The United States Court of Appeals for the Second Circuit was unwise to put a stay on the necessary remedies Judge Shira Scheindlin of Federal District Court in Manhattan ordered in August in response to the civil rights violations of New York City’s stop-and-frisk policy.And it overreached in taking the extraordinary step of removing Judge Scheindlin from the long-running litigation.

The appeals panel said the judge improperly used the assignment process that led to her presiding over three stop-and-frisk cases. It also said that she created the “appearance of impropriety” by granting a series of press interviews while the case was pending before her. In one of the interviews cited in the appellate court order, Judge Scheindlin reasonably defended herself from what she described as “below-the-belt” attacks by the city, which sought to portray her as unfair to the New York Police Department.

The city, however, did not raise these issues in its motion for a stay of the remedial measures, which include an independent monitor who would oversee reforms of police training, discipline and other matters — while the case was on appeal. The appeals court went out of its way to take up issues that were not before it.

The court did not overturn the August ruling, in which Judge Scheindlin rightly found that the tactics underlying the stop-and-frisk program violated the rights of minority citizens. She castigated city officials for being “deliberately indifferent” to police practices that were racially discriminatory.

The case turned on statistics showing that about 4.4 million people — mostly young black and Hispanic men — had been stopped between January 2004 and June 2012. About 12 percent led to arrests or summonses. But 88 percent of those cases resulted in no further action, meaning that those detained or frisked were not breaking the law. As Judge Scheindlin noted in her ruling, the population that was stopped was overwhelmingly innocent, not criminal — which undercut the city’s argument that it had justification for focusing on minority citizens.

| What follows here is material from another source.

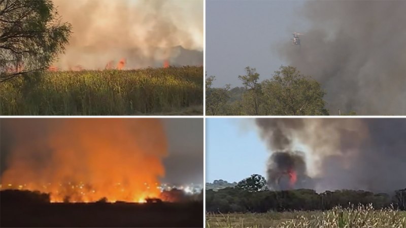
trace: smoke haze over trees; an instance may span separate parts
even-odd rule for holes
[[[406,187],[404,119],[260,118],[256,122],[269,151],[270,185],[276,177],[292,171],[297,179],[291,188],[379,193]],[[299,145],[307,148],[306,153],[294,152]]]
[[[298,16],[310,28],[300,49],[276,47],[287,64],[312,75],[330,110],[406,113],[405,1],[308,1]]]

Judge Scheindlin did not strike down the program, which, when properly used, is an important crime-fighting tool. But she sensibly ordered the city to use it in a manner that does not discriminate against minorities and that complied with constitutional protections against unreasonable search and seizure. Under the Fourth Amendment, police officers can legally detain people on the street when there is a reasonable suspicion that the person is committing, has committed or is about to commit a crime. In addition to violating people’s rights, the program, as practiced for years in New York, undermined trust in the Police Department in black and Hispanic communities throughout the city.

Given all the damage done by this program, the next mayor should end this saga by withdrawing the city’s appeal and instituting the cogent reforms laid out by Judge Scheindlin.